Another option is to pick up the signal from a tachometer.

Also, it's good to hear you've got a programmed chip and a cool mosfet.

Remember that any incoming signal will need to pass through a circuit to protect the chip from voltage spikes.

The AC signal you're talking about might have a relatively high peak voltage, but low average voltage (I don't know)

I'll draw you a quick circuit so you can test that.
 
Thanks Steve! There is currently no tach connected to the bike so that is really not an option. I do have another option though. The voltage from the stator (AC) runs into the rectifier for the charging system. The only time the rectifier is outputting the charge voltage (up to if not higher than 15v) is when the engine is running. So I have the option to step that down and into the arduino for reading.

So I have another option if I need to. I just figured it would be easier to use the .05ish vAC over the 15ish VDC.
 

(*steve*)

¡sǝpodᴉʇuɐ ǝɥʇ ɹɐǝɥd
Moderator
Connect the signal source to the left, your meter to the right (voltage range) and this will allow you to see the maximum DC value.

The diode can be almost anything, the cap anything from 1uF to 10uF should be fine.

Connect that up to the pickup wire and see what you get.
 
Ok. I will connect this up tomorrow and see what I get. I have a bunch of 1n4007 diodes sitting around. I will use one of those. I will report back when I get the reading. It is 8:30 pm here is PA so it wont be until tomorrow sometime.

Quick question though. What happens to the electrolytic cap when the AC cycles through the negative voltage? Will that still be ok?
 
I have not had time to run out and test the pickup voltage, but I did setup the power supply circuit on the breadboard here. The problem I am having is I am putting 12v into the power circuit but am only getting 3v out. I have tested throughout the entire circuit. There is 10v going into the regulator but still only 3v coming out.

I followed the schematic we have above there.
 

(*steve*)

¡sǝpodᴉʇuɐ ǝɥʇ ɹɐǝɥd
Moderator
Measure the voltage between pins 1 & 2, and the voltage between pins 2 & 3, and between 1 & 3

The first one should be 7V or higher, the second one should be 5V (you're getting 3) and the last should be 2V or more.

Alsop measure the current the circuit is drawing.

I anything getting hot?
 
Pins 1 & 2 is 10.7v
Pins 2 & 3 is 3.1v
Pins 1 & 3 is 7.63v

The current is reading 10.5mA

The zener diode is getting pretty hot. I have it connected up just like the schematic.
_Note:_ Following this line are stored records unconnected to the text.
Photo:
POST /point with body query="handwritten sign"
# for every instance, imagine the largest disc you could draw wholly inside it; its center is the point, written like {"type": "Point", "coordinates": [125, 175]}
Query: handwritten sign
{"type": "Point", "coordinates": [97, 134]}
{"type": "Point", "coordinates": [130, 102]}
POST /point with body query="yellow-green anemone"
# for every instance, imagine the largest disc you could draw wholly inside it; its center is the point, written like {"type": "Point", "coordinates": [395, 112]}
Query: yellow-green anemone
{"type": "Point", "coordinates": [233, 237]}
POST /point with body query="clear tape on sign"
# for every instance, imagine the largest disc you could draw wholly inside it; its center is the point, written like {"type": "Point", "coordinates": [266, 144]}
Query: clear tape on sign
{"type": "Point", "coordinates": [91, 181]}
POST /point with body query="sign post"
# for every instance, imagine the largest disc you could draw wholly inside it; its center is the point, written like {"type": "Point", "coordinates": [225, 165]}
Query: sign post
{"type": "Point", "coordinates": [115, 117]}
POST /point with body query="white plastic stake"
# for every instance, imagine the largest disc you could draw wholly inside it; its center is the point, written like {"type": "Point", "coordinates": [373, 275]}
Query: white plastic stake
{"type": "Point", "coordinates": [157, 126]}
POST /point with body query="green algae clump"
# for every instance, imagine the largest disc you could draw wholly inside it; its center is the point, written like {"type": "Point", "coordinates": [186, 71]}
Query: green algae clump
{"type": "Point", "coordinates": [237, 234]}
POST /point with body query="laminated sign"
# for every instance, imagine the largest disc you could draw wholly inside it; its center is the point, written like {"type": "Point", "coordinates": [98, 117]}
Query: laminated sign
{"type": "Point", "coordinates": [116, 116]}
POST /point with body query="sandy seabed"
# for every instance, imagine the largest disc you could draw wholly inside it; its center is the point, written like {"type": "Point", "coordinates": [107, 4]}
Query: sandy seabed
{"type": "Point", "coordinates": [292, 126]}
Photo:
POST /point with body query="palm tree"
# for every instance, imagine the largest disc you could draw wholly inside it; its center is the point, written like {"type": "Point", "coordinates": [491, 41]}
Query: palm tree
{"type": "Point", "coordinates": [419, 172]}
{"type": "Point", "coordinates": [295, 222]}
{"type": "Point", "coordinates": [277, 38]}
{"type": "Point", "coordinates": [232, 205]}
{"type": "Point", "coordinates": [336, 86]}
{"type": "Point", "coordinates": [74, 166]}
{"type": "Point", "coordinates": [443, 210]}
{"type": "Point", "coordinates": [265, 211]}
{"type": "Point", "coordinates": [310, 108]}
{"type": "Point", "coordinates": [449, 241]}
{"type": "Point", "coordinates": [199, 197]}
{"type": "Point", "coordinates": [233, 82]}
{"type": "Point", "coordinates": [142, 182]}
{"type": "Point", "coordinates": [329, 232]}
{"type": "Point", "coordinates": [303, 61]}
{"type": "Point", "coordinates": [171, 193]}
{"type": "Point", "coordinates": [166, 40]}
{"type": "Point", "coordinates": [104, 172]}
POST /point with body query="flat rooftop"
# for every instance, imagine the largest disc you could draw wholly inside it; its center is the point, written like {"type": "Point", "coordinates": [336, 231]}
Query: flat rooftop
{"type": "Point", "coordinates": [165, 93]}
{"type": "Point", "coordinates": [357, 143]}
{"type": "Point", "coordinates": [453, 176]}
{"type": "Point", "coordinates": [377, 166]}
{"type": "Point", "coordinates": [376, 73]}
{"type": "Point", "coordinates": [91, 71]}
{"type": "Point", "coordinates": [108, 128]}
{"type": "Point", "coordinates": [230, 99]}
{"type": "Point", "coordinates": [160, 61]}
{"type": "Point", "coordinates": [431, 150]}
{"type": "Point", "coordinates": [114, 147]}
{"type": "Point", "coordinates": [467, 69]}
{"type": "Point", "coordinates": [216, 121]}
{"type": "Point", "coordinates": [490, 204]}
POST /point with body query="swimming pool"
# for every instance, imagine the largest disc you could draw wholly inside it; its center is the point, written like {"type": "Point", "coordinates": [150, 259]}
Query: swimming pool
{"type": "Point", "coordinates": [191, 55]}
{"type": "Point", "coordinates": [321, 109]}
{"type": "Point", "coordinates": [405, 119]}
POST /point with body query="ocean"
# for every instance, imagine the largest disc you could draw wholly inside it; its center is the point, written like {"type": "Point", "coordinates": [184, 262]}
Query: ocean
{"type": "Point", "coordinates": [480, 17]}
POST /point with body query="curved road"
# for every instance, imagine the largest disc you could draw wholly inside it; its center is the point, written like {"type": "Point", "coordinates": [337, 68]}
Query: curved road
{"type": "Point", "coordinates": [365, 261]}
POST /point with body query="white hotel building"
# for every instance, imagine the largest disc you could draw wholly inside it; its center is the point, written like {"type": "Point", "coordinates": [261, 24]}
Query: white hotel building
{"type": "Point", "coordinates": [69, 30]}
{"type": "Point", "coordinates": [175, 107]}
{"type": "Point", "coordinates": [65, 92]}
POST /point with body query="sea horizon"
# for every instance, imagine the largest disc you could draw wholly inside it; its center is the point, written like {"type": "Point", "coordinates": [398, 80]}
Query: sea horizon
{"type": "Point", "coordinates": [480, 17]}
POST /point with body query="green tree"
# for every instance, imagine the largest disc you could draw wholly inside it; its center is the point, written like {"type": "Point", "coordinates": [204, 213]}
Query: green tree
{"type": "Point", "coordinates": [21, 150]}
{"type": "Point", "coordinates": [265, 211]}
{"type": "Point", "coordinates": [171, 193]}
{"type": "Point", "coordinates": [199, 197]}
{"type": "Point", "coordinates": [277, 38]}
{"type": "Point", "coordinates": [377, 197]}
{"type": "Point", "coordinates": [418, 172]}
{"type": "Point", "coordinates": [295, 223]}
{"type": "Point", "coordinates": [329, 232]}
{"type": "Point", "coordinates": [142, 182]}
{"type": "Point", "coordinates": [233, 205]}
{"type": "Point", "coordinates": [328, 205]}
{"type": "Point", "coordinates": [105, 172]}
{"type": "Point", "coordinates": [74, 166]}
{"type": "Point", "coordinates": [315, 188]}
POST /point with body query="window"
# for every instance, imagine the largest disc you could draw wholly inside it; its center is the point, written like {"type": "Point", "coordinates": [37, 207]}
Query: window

The cathode (black line) is connected after the inductor and the anode is going to ground.
 
I tried a different regulator and still the same results. I am unsure what is causing it to be only 3v. I removed the zener and still same result.
 
If the zener is getting hot, it's shunting a lot of current. This means the zener's voltage is lower than your supply voltage. If the pin 1&2 voltage is 10.7V, that's probably a 10-11V zener diode. You want one that's higher than the peak output voltage of your supply voltage, since it only exists to protect from spikes/transients.

As for the low output voltage coming out of the regulator, you don't have pins 1 and 3 reversed, do you? Are you using a 7805 or something else?